Stefan May 27, 2017 um 8:50 pm

I wonder if it is e-ink as we know it, though. Details seem a bit sketchy. LTPS has been used in displays before,as we know, with equal resolutions, namely in LCD displays. It’s known for that aspect and the flexibility that it offers.

What if they’ve just shared techniques between companies for employing Bistable displays, with a reflective back layer, low refresh rate and the result it is just a regularly addressed high-resolution LCD, instead of using the "half-toning" technique associated with print and e-ink? Would we even be able to tell at those resolutions? 😉 Would we mind…?

Plus side is the contrast could be much higher, they could use a plastic substrate, making it less prone to breakage, but it wouldn’t be the product we know.

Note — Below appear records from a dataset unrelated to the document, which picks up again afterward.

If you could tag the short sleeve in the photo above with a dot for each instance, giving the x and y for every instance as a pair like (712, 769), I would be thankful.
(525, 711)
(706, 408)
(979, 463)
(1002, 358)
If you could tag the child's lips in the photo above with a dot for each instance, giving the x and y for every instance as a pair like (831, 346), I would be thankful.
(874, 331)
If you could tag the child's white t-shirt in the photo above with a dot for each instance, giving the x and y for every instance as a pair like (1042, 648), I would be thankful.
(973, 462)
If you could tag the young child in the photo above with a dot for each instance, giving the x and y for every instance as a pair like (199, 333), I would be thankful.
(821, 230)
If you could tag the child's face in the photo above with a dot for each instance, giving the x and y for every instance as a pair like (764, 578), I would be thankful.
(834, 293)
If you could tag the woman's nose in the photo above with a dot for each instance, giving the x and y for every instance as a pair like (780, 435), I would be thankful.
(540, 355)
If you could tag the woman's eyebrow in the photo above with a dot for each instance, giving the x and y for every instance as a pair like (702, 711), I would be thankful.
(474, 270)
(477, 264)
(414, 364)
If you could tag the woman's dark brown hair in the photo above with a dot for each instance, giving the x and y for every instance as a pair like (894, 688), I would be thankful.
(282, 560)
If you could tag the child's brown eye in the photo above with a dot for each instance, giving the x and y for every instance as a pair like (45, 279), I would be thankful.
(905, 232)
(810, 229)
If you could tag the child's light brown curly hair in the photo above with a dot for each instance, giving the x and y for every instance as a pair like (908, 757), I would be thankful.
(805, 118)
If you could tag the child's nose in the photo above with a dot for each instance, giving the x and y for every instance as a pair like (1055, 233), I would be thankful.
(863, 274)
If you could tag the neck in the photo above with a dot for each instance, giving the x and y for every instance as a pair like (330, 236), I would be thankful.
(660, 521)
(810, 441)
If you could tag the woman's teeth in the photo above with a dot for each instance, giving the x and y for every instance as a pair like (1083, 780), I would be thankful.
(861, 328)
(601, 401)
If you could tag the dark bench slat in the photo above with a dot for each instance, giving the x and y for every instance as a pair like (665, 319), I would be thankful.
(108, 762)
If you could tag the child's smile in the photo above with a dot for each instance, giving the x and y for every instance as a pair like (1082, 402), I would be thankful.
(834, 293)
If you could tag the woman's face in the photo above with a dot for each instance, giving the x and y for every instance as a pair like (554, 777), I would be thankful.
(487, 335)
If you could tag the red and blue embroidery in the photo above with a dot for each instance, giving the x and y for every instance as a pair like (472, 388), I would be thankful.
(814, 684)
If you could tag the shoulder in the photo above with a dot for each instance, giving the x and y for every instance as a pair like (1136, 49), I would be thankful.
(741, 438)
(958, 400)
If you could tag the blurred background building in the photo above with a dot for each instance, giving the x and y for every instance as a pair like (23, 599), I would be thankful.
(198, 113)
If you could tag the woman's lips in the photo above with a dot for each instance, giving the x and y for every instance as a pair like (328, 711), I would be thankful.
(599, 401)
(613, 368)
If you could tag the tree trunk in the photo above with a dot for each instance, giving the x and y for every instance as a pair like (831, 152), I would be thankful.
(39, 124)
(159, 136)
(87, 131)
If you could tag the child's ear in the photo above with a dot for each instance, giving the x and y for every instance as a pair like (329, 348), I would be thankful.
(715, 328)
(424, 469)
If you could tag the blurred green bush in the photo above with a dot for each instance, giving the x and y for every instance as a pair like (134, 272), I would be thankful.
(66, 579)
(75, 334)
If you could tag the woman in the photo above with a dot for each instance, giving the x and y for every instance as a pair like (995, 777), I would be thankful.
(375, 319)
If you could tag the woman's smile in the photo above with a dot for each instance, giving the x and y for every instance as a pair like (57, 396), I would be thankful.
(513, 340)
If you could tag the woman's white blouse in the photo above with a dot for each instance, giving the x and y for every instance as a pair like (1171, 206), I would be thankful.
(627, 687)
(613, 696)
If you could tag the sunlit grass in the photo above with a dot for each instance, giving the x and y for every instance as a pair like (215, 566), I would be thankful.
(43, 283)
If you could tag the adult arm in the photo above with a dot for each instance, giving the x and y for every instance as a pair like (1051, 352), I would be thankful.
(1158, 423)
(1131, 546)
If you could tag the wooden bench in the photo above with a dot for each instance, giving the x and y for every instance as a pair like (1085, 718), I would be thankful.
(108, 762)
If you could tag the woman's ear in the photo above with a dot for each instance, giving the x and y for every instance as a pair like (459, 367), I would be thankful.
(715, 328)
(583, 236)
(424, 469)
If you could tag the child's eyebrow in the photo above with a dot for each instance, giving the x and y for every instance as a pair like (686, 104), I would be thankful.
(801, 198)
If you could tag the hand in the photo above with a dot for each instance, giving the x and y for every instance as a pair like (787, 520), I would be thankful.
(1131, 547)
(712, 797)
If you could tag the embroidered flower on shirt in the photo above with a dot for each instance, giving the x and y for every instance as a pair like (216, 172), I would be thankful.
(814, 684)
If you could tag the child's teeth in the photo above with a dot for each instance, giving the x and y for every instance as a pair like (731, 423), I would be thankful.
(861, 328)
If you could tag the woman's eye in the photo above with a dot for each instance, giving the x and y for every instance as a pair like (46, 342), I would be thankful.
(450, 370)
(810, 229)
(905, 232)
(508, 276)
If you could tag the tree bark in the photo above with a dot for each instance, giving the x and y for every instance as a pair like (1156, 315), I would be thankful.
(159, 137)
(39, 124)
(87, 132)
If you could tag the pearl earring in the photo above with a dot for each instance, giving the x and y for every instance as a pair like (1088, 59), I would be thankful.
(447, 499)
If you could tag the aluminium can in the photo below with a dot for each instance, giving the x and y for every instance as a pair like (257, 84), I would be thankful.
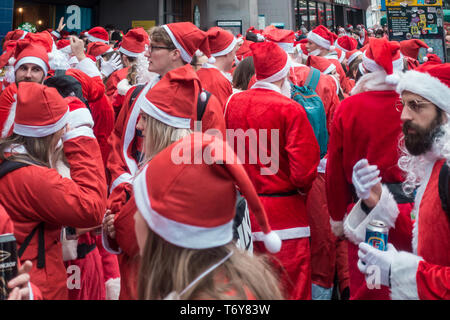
(377, 235)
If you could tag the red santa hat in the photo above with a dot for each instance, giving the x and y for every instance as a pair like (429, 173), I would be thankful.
(173, 100)
(352, 55)
(187, 38)
(284, 38)
(40, 111)
(199, 217)
(323, 37)
(97, 49)
(346, 43)
(221, 42)
(97, 34)
(410, 48)
(433, 84)
(135, 42)
(383, 55)
(322, 64)
(271, 62)
(31, 52)
(64, 46)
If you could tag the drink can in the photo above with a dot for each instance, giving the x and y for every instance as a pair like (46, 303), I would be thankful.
(377, 235)
(8, 263)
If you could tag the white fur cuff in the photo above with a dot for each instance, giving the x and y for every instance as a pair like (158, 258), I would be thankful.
(112, 289)
(386, 210)
(403, 276)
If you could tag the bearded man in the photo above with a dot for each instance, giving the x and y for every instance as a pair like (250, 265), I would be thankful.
(425, 273)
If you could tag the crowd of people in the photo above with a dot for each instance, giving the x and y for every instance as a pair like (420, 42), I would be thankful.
(177, 163)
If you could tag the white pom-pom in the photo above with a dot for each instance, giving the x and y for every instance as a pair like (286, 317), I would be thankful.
(272, 242)
(392, 79)
(203, 96)
(211, 60)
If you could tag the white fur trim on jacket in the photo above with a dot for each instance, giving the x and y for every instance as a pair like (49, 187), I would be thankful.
(337, 227)
(88, 66)
(123, 86)
(112, 289)
(403, 276)
(357, 220)
(425, 85)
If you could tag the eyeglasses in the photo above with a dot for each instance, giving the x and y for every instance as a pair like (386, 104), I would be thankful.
(152, 47)
(413, 105)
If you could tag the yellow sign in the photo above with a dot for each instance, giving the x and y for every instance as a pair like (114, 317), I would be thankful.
(146, 24)
(413, 3)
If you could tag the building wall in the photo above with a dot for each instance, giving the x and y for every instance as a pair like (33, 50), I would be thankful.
(6, 17)
(280, 11)
(120, 13)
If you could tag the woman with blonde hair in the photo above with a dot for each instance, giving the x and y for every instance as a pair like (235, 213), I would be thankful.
(185, 234)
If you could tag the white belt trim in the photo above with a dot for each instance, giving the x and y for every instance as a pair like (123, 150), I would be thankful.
(285, 234)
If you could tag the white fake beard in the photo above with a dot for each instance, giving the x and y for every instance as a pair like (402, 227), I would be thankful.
(314, 52)
(286, 88)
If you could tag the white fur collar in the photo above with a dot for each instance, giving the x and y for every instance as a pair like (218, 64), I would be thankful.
(374, 81)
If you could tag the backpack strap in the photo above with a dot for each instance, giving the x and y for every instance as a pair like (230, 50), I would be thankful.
(443, 188)
(313, 78)
(201, 105)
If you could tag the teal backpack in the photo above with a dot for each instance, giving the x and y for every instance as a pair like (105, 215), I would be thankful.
(313, 105)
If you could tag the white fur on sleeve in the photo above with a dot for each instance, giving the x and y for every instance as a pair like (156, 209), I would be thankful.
(403, 276)
(88, 66)
(357, 220)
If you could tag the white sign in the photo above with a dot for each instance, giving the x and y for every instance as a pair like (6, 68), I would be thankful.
(74, 18)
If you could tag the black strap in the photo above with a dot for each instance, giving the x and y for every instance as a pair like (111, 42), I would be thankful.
(201, 105)
(443, 188)
(280, 194)
(41, 245)
(83, 249)
(9, 166)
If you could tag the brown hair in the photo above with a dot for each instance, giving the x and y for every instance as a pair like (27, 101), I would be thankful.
(243, 73)
(166, 268)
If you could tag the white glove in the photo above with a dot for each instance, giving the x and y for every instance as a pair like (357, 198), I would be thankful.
(111, 65)
(370, 256)
(364, 177)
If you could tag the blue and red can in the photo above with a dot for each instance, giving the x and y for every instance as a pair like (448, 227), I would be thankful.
(377, 235)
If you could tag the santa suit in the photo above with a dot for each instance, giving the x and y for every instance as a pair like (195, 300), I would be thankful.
(6, 226)
(42, 195)
(282, 193)
(425, 274)
(216, 81)
(365, 125)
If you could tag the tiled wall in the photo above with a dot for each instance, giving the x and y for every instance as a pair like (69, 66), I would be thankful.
(6, 16)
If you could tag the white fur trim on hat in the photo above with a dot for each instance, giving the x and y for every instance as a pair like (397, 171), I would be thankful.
(426, 86)
(321, 42)
(184, 54)
(227, 50)
(280, 74)
(129, 53)
(41, 131)
(177, 233)
(35, 60)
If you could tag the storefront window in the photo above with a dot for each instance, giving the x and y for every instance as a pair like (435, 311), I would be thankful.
(312, 9)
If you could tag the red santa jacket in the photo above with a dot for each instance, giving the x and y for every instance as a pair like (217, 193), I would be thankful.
(41, 195)
(264, 108)
(216, 82)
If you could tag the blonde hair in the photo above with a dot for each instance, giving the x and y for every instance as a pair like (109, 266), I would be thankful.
(159, 136)
(167, 268)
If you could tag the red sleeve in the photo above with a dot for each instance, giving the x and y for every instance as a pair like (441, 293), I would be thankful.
(433, 281)
(302, 149)
(339, 194)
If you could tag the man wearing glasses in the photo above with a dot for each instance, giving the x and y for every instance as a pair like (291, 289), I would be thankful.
(367, 126)
(425, 273)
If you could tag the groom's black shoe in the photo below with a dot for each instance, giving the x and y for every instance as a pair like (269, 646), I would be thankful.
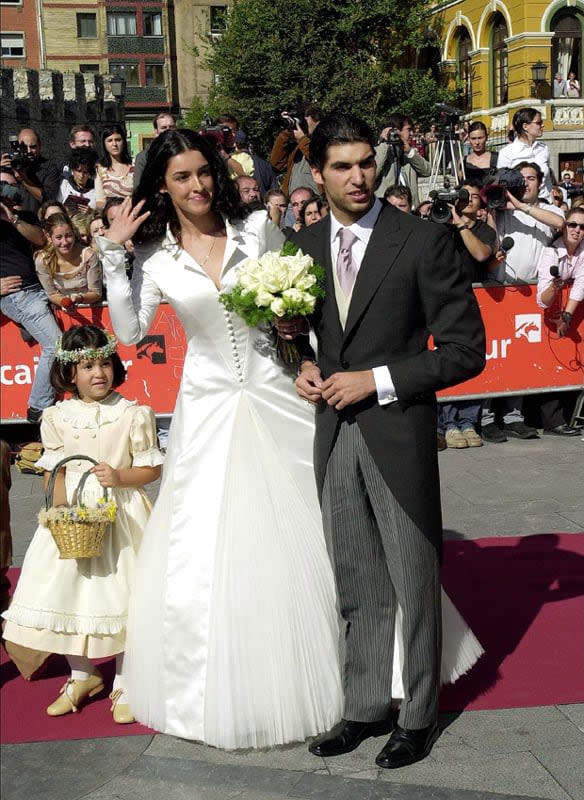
(347, 736)
(407, 746)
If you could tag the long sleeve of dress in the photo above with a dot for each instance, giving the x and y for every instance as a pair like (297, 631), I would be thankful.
(132, 305)
(44, 276)
(53, 437)
(94, 272)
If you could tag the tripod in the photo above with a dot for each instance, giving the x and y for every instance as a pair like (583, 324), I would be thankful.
(448, 154)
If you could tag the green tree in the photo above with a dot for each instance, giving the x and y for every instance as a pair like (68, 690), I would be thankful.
(339, 54)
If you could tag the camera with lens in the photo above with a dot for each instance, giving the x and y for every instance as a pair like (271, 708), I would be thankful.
(494, 194)
(19, 156)
(291, 119)
(10, 194)
(221, 135)
(442, 199)
(392, 137)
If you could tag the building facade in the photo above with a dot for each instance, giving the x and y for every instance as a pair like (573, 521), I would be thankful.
(133, 40)
(195, 20)
(19, 35)
(504, 54)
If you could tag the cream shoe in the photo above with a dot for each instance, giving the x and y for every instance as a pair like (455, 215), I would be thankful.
(74, 693)
(120, 711)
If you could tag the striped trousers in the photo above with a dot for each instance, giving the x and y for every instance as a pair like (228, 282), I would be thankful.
(381, 560)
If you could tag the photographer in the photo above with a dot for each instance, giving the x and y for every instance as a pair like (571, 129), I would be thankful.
(38, 177)
(290, 150)
(561, 266)
(77, 190)
(224, 132)
(22, 298)
(476, 242)
(528, 147)
(397, 161)
(164, 121)
(529, 221)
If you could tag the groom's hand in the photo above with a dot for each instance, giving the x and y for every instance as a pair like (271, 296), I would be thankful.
(345, 388)
(309, 382)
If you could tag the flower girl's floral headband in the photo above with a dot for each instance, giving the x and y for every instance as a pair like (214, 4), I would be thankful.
(86, 353)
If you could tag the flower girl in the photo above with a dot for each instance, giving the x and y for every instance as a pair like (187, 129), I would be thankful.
(78, 607)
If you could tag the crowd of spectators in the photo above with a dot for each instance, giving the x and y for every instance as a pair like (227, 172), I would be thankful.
(50, 214)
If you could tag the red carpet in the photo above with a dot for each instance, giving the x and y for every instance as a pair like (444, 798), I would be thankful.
(522, 596)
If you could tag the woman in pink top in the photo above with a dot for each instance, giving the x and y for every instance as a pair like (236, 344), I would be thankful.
(115, 172)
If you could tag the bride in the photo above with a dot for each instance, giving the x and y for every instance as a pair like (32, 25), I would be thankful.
(232, 632)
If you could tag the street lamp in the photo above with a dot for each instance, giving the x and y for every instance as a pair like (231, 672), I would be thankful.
(538, 71)
(118, 89)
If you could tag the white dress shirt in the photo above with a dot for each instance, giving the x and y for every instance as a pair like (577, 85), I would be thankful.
(362, 229)
(518, 151)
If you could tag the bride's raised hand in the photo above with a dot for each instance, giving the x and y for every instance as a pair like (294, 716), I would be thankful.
(126, 222)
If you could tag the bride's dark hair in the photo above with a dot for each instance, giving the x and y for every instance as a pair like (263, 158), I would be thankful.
(226, 199)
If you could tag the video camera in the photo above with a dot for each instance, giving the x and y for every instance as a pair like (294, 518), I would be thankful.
(220, 135)
(442, 199)
(291, 119)
(494, 194)
(19, 156)
(10, 194)
(393, 138)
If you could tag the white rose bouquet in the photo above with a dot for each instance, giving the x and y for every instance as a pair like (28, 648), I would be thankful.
(283, 285)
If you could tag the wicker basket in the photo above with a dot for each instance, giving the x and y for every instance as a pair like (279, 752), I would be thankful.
(75, 538)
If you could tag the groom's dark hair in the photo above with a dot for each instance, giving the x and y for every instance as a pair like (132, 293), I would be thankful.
(334, 129)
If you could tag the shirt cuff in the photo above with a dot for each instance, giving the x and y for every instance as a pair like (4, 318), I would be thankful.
(384, 386)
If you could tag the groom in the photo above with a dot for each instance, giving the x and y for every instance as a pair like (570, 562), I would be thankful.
(392, 280)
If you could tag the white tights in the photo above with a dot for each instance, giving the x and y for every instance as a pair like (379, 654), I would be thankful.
(82, 669)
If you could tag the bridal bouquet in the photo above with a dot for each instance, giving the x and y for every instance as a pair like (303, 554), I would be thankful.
(283, 285)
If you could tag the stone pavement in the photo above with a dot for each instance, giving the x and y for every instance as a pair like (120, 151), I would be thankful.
(520, 487)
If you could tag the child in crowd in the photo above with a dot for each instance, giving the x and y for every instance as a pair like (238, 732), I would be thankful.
(69, 272)
(78, 607)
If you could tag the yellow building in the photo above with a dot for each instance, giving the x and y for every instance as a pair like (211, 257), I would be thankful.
(503, 55)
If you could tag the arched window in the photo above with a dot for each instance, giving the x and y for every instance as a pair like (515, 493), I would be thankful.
(463, 68)
(567, 48)
(499, 60)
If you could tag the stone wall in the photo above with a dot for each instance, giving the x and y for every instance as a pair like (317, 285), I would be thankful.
(52, 102)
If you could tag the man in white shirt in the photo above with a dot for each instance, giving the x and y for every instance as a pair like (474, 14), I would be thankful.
(398, 162)
(530, 223)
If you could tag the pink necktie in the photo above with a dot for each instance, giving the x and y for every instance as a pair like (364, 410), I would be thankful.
(346, 267)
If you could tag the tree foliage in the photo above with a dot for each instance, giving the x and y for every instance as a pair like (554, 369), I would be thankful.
(340, 54)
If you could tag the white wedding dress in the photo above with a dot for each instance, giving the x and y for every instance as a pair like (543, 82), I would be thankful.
(233, 633)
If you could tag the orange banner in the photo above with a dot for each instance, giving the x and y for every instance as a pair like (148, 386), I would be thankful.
(524, 354)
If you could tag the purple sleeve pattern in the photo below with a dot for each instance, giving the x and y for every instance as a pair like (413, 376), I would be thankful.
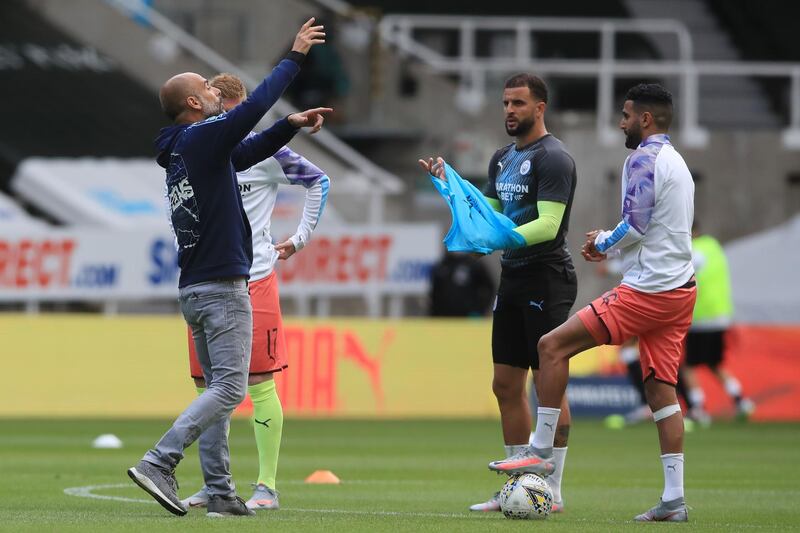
(637, 208)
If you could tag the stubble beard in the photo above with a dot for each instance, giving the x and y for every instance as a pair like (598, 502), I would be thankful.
(523, 128)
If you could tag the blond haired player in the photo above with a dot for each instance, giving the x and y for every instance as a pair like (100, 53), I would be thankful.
(258, 186)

It might serve functionally work in a similar fashion, might even improve on visual clarity, but… those reflective beads, the whole print mystique..

*ponders*

Nate Hoffelder May 27, 2017 um 9:06 pm

JDI has had a partnership with E-ink for several years now. This is E-ink film on a backplane made by JDI.

Stefan May 27, 2017 um 9:16 pm

Ahh.. Thank you. Sometimes my speculation out-bounds my knowledge, so thanks for the grounding. 😉 Cheers!